Dans son rapport sur l'Irlande, la commission a souligné le nombre croissant de demandes sur les fonds publics à un moment où la reprise économique fait face à des menaces potentielles de l'étranger. Il a déclaré que, bien que les perspectives économiques «restent brillantes», les risques de Brexit et de la révision potentielle des régimes fiscaux internationaux pourraient miner les décisions des multinationales d'investir dans le pays.

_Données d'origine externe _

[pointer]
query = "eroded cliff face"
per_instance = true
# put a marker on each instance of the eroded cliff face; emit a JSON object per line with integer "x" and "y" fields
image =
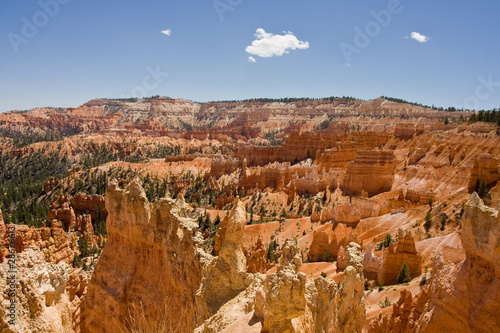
{"x": 47, "y": 294}
{"x": 153, "y": 255}
{"x": 151, "y": 258}
{"x": 461, "y": 297}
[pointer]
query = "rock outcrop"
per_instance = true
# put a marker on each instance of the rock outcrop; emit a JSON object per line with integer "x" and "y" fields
{"x": 151, "y": 257}
{"x": 371, "y": 172}
{"x": 54, "y": 243}
{"x": 225, "y": 276}
{"x": 90, "y": 204}
{"x": 392, "y": 260}
{"x": 460, "y": 298}
{"x": 282, "y": 296}
{"x": 61, "y": 210}
{"x": 46, "y": 298}
{"x": 256, "y": 257}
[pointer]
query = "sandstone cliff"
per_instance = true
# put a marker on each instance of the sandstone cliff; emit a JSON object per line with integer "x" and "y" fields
{"x": 151, "y": 257}
{"x": 461, "y": 297}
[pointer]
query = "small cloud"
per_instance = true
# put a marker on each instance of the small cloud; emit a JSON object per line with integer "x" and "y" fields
{"x": 267, "y": 45}
{"x": 419, "y": 37}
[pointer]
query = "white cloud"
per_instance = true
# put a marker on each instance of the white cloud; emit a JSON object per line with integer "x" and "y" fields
{"x": 268, "y": 45}
{"x": 419, "y": 37}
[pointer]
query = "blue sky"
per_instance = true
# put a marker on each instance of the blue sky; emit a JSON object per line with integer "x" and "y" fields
{"x": 90, "y": 49}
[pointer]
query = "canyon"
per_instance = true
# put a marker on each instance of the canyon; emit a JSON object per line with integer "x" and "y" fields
{"x": 326, "y": 215}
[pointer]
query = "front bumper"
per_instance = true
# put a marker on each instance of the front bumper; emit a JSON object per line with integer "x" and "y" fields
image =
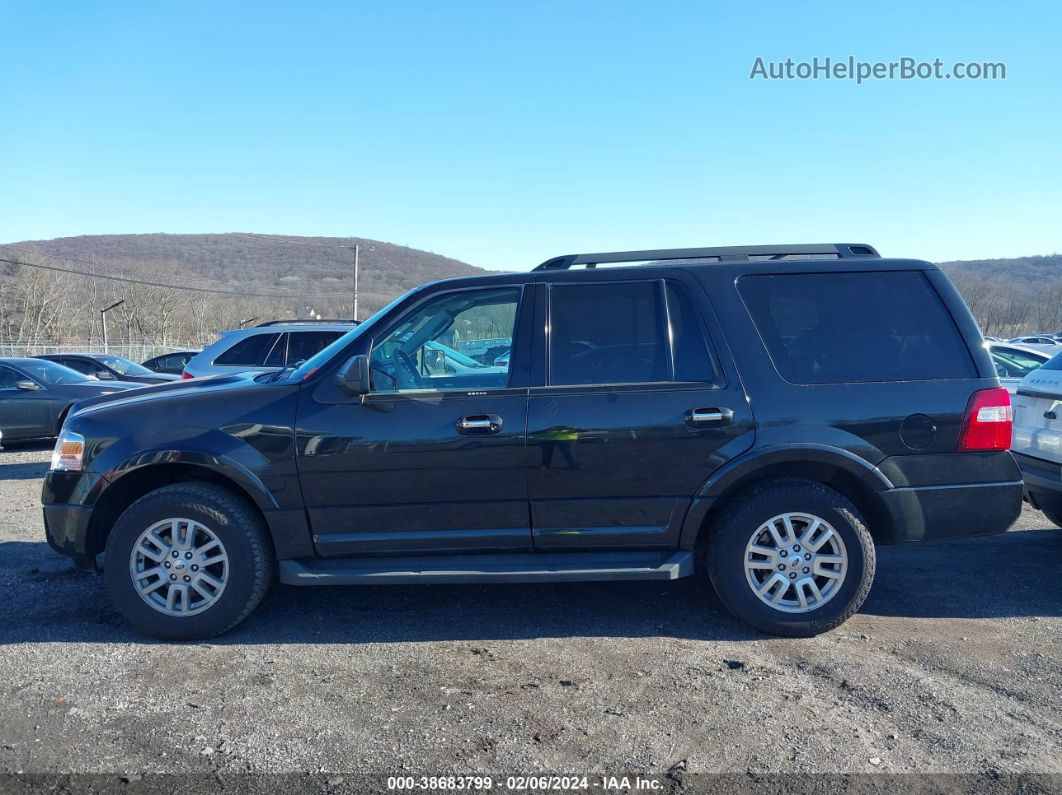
{"x": 66, "y": 529}
{"x": 68, "y": 499}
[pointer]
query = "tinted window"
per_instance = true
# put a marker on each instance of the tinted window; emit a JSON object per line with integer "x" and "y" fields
{"x": 249, "y": 351}
{"x": 1055, "y": 362}
{"x": 691, "y": 362}
{"x": 50, "y": 373}
{"x": 609, "y": 332}
{"x": 9, "y": 378}
{"x": 855, "y": 327}
{"x": 276, "y": 353}
{"x": 446, "y": 344}
{"x": 123, "y": 365}
{"x": 304, "y": 344}
{"x": 80, "y": 364}
{"x": 1012, "y": 363}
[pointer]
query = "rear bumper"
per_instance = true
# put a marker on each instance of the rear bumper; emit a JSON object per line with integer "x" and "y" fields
{"x": 928, "y": 513}
{"x": 1043, "y": 481}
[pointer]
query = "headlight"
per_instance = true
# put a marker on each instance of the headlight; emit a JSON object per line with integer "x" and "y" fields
{"x": 68, "y": 452}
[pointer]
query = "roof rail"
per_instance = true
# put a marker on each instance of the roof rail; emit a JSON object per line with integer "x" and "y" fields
{"x": 304, "y": 322}
{"x": 720, "y": 254}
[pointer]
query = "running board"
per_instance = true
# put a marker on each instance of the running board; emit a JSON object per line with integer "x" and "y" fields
{"x": 568, "y": 567}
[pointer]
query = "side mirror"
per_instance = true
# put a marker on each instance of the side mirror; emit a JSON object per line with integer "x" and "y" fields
{"x": 353, "y": 377}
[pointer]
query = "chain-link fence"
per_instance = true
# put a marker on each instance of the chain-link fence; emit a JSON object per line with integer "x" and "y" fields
{"x": 136, "y": 351}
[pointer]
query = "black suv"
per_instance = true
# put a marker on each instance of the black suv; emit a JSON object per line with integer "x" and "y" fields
{"x": 766, "y": 413}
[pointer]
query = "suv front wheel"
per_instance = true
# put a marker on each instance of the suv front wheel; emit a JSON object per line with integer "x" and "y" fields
{"x": 188, "y": 560}
{"x": 791, "y": 557}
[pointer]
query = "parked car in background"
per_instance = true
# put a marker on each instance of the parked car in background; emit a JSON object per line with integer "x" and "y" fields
{"x": 264, "y": 347}
{"x": 1038, "y": 437}
{"x": 108, "y": 367}
{"x": 35, "y": 396}
{"x": 1014, "y": 361}
{"x": 618, "y": 443}
{"x": 1037, "y": 340}
{"x": 172, "y": 363}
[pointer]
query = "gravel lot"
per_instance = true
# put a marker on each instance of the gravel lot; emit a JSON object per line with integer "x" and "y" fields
{"x": 953, "y": 666}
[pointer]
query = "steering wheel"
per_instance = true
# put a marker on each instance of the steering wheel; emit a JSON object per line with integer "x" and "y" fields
{"x": 406, "y": 372}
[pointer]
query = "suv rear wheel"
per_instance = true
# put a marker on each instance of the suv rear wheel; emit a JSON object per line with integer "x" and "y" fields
{"x": 791, "y": 557}
{"x": 188, "y": 560}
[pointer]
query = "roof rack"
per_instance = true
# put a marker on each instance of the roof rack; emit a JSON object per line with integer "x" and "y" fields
{"x": 719, "y": 254}
{"x": 305, "y": 322}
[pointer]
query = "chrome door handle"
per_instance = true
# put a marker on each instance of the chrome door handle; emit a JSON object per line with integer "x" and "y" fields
{"x": 700, "y": 417}
{"x": 480, "y": 424}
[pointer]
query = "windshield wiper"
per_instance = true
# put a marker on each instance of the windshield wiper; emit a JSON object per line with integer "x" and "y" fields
{"x": 285, "y": 370}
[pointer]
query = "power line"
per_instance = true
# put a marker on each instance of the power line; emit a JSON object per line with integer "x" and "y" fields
{"x": 277, "y": 239}
{"x": 131, "y": 280}
{"x": 95, "y": 263}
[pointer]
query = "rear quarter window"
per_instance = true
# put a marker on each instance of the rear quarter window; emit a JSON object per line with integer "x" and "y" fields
{"x": 856, "y": 327}
{"x": 1054, "y": 363}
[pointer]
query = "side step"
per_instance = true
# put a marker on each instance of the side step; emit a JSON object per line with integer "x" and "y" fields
{"x": 532, "y": 567}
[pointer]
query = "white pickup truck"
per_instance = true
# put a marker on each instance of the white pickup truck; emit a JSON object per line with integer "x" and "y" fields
{"x": 1038, "y": 437}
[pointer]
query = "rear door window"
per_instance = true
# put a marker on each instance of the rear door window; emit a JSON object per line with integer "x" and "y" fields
{"x": 304, "y": 344}
{"x": 249, "y": 351}
{"x": 856, "y": 327}
{"x": 607, "y": 332}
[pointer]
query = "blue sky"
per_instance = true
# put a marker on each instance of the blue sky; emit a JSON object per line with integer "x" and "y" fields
{"x": 506, "y": 133}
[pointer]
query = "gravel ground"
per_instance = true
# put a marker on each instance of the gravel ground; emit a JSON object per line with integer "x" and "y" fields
{"x": 953, "y": 666}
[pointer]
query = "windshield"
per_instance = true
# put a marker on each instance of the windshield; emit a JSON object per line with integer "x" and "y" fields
{"x": 50, "y": 373}
{"x": 318, "y": 360}
{"x": 123, "y": 365}
{"x": 1011, "y": 363}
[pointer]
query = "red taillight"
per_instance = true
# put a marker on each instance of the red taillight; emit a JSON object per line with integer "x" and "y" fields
{"x": 988, "y": 421}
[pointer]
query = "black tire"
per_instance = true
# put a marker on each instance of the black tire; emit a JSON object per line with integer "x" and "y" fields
{"x": 730, "y": 536}
{"x": 236, "y": 524}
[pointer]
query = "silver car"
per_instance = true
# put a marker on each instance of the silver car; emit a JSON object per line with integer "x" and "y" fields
{"x": 266, "y": 347}
{"x": 1014, "y": 361}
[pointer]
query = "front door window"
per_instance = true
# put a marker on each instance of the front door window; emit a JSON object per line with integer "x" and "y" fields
{"x": 458, "y": 341}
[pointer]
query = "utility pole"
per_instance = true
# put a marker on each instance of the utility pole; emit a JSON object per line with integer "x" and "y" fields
{"x": 103, "y": 321}
{"x": 357, "y": 258}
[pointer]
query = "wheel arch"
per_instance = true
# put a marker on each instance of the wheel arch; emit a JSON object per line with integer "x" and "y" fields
{"x": 852, "y": 477}
{"x": 136, "y": 483}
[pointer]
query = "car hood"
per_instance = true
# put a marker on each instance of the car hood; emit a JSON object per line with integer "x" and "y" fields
{"x": 161, "y": 377}
{"x": 97, "y": 387}
{"x": 168, "y": 391}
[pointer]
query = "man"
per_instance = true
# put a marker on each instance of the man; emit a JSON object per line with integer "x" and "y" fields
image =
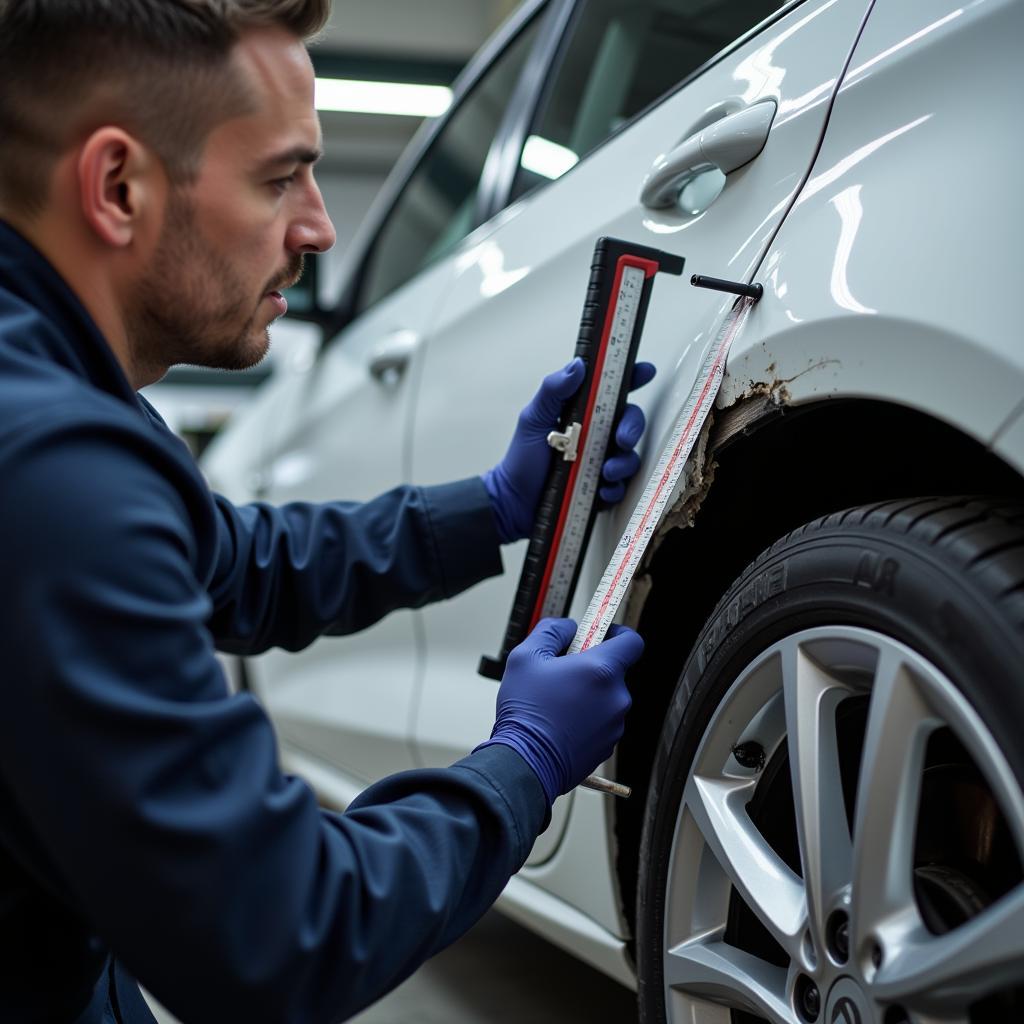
{"x": 156, "y": 195}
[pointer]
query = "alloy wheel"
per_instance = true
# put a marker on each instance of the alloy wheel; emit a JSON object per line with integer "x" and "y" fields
{"x": 826, "y": 852}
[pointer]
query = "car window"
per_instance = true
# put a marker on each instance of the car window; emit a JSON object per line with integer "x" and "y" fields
{"x": 622, "y": 55}
{"x": 436, "y": 208}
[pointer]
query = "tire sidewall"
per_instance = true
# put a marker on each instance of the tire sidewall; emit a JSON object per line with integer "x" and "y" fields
{"x": 862, "y": 577}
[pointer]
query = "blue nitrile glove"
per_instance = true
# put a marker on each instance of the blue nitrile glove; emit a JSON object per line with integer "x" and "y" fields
{"x": 515, "y": 483}
{"x": 563, "y": 715}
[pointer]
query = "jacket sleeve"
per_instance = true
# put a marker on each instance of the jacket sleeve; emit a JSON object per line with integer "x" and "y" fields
{"x": 154, "y": 796}
{"x": 285, "y": 576}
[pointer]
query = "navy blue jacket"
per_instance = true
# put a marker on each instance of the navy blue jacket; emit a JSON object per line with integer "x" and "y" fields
{"x": 145, "y": 827}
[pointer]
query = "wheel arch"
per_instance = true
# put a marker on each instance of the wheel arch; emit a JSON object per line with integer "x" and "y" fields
{"x": 768, "y": 469}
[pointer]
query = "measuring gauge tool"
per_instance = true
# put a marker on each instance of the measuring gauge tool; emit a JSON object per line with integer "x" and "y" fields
{"x": 621, "y": 283}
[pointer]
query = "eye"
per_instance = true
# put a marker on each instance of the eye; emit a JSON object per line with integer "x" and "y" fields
{"x": 282, "y": 184}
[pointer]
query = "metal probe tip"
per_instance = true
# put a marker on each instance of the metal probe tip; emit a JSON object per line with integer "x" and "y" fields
{"x": 605, "y": 785}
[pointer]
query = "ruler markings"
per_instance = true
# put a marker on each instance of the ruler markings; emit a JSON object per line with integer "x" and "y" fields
{"x": 647, "y": 514}
{"x": 587, "y": 480}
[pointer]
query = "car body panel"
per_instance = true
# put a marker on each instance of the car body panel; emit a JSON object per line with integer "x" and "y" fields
{"x": 891, "y": 279}
{"x": 515, "y": 303}
{"x": 882, "y": 281}
{"x": 1010, "y": 441}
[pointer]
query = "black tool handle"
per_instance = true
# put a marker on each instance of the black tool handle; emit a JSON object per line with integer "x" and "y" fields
{"x": 597, "y": 307}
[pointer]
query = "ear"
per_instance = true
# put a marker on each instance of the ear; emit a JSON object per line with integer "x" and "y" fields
{"x": 119, "y": 185}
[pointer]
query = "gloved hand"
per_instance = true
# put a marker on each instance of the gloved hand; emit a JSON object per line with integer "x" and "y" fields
{"x": 563, "y": 715}
{"x": 515, "y": 483}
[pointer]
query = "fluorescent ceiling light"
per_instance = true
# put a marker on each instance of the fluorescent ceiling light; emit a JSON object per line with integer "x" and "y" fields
{"x": 546, "y": 158}
{"x": 382, "y": 97}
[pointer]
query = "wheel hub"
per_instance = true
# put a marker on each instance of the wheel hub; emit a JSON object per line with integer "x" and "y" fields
{"x": 848, "y": 1004}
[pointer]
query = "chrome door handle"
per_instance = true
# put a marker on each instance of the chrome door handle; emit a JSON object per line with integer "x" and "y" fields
{"x": 390, "y": 357}
{"x": 727, "y": 143}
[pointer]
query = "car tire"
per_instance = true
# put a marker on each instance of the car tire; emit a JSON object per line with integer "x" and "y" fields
{"x": 835, "y": 825}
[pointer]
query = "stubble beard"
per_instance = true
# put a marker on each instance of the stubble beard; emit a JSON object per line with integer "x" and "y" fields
{"x": 190, "y": 308}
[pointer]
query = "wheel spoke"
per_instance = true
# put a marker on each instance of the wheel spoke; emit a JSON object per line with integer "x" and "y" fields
{"x": 898, "y": 725}
{"x": 947, "y": 972}
{"x": 771, "y": 890}
{"x": 811, "y": 698}
{"x": 728, "y": 976}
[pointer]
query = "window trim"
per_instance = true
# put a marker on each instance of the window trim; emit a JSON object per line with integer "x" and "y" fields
{"x": 558, "y": 58}
{"x": 357, "y": 258}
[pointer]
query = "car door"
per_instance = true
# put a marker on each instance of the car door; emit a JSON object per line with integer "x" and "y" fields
{"x": 343, "y": 430}
{"x": 634, "y": 79}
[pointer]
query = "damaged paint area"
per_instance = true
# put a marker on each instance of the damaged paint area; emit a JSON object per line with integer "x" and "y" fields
{"x": 764, "y": 401}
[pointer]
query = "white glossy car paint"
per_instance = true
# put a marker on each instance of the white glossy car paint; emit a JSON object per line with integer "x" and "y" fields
{"x": 894, "y": 275}
{"x": 514, "y": 308}
{"x": 889, "y": 272}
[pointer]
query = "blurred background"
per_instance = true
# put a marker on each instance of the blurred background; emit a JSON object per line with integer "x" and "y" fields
{"x": 382, "y": 68}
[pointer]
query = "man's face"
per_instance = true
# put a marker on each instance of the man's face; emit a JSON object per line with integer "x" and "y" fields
{"x": 233, "y": 239}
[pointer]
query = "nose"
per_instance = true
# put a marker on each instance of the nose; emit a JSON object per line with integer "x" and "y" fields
{"x": 311, "y": 230}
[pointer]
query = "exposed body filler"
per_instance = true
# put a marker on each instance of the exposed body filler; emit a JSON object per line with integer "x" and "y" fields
{"x": 649, "y": 510}
{"x": 617, "y": 297}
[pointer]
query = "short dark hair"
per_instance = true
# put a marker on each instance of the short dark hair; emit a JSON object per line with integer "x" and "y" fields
{"x": 158, "y": 68}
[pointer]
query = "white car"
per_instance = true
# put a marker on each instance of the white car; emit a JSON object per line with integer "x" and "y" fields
{"x": 825, "y": 749}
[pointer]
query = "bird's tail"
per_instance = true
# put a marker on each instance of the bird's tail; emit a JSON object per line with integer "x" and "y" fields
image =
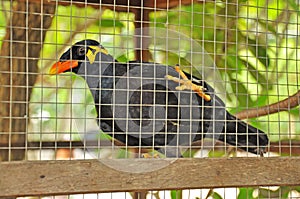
{"x": 244, "y": 136}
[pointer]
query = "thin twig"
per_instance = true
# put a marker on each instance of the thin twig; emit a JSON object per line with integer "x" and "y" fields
{"x": 283, "y": 105}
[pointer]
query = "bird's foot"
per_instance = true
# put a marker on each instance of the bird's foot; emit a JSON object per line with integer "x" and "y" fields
{"x": 188, "y": 84}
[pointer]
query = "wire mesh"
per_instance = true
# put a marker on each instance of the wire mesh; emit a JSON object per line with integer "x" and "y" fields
{"x": 246, "y": 52}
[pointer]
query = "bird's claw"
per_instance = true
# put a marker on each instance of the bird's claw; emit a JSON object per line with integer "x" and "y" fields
{"x": 188, "y": 84}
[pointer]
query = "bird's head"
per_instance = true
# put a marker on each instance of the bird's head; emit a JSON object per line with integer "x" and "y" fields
{"x": 79, "y": 52}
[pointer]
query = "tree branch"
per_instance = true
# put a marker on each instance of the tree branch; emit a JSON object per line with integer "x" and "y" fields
{"x": 283, "y": 105}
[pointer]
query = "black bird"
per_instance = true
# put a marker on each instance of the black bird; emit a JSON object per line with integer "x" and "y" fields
{"x": 153, "y": 105}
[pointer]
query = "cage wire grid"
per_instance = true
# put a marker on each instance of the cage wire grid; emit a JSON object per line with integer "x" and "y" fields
{"x": 246, "y": 51}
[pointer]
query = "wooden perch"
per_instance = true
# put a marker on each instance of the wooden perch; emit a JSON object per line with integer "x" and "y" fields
{"x": 283, "y": 105}
{"x": 38, "y": 178}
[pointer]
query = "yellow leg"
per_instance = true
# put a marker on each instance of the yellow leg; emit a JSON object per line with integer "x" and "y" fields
{"x": 188, "y": 84}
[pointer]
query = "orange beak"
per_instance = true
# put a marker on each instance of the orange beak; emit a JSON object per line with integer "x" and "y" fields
{"x": 60, "y": 67}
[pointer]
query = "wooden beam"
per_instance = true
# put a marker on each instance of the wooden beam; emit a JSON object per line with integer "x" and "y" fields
{"x": 121, "y": 5}
{"x": 36, "y": 178}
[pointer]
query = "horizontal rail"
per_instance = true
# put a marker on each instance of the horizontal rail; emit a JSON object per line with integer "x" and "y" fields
{"x": 33, "y": 178}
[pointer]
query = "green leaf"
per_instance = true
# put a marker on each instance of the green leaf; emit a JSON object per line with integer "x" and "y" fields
{"x": 294, "y": 5}
{"x": 269, "y": 26}
{"x": 215, "y": 195}
{"x": 110, "y": 23}
{"x": 260, "y": 51}
{"x": 241, "y": 93}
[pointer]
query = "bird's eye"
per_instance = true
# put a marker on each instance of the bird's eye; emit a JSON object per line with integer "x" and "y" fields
{"x": 81, "y": 51}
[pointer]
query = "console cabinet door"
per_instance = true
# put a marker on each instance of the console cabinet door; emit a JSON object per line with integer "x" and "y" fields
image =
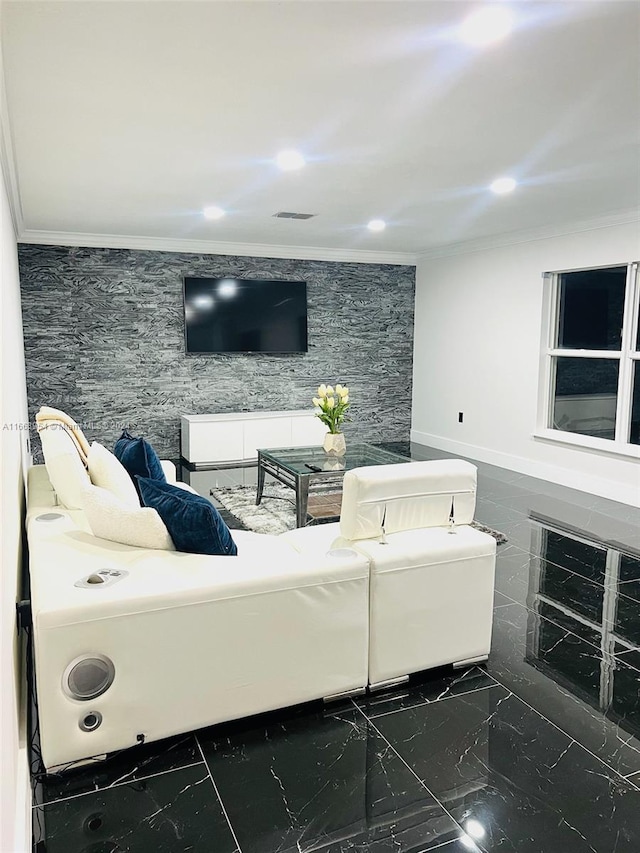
{"x": 267, "y": 432}
{"x": 215, "y": 441}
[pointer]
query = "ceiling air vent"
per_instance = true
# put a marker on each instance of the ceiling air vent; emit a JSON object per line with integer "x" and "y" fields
{"x": 284, "y": 214}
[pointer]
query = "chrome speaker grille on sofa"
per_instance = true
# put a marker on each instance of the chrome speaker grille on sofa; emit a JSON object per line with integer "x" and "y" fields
{"x": 88, "y": 677}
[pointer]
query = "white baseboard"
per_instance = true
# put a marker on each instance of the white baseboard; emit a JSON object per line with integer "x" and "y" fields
{"x": 22, "y": 830}
{"x": 620, "y": 492}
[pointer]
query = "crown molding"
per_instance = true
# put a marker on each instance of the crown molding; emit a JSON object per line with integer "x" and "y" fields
{"x": 512, "y": 238}
{"x": 8, "y": 160}
{"x": 209, "y": 247}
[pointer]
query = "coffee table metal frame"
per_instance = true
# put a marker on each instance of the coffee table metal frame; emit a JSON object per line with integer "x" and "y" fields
{"x": 290, "y": 466}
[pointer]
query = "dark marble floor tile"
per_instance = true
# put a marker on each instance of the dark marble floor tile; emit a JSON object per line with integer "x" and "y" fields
{"x": 629, "y": 656}
{"x": 169, "y": 813}
{"x": 512, "y": 780}
{"x": 127, "y": 766}
{"x": 432, "y": 686}
{"x": 323, "y": 782}
{"x": 594, "y": 699}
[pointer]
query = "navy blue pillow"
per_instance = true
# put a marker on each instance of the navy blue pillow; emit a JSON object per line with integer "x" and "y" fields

Les niveaux de tva en IRLANDE sont dans le collimateur de l'Europe

Sur les niveaux réduits de la TVA, la Commission a déclaré qu'il n'y avait pas de «processus systématique pour évaluer les coûts et les avantages de la réduction des taux de TVA».

Il a reconnu un rapport publié par le ministère des Finances avant le budget en octobre qui a constaté que l'augmentation du taux de 9% TVA sur les hôtels et les restaurants retour au taux réduit standard de 13,5% apporterait 626 millions d'euros de recettes supplémentaires.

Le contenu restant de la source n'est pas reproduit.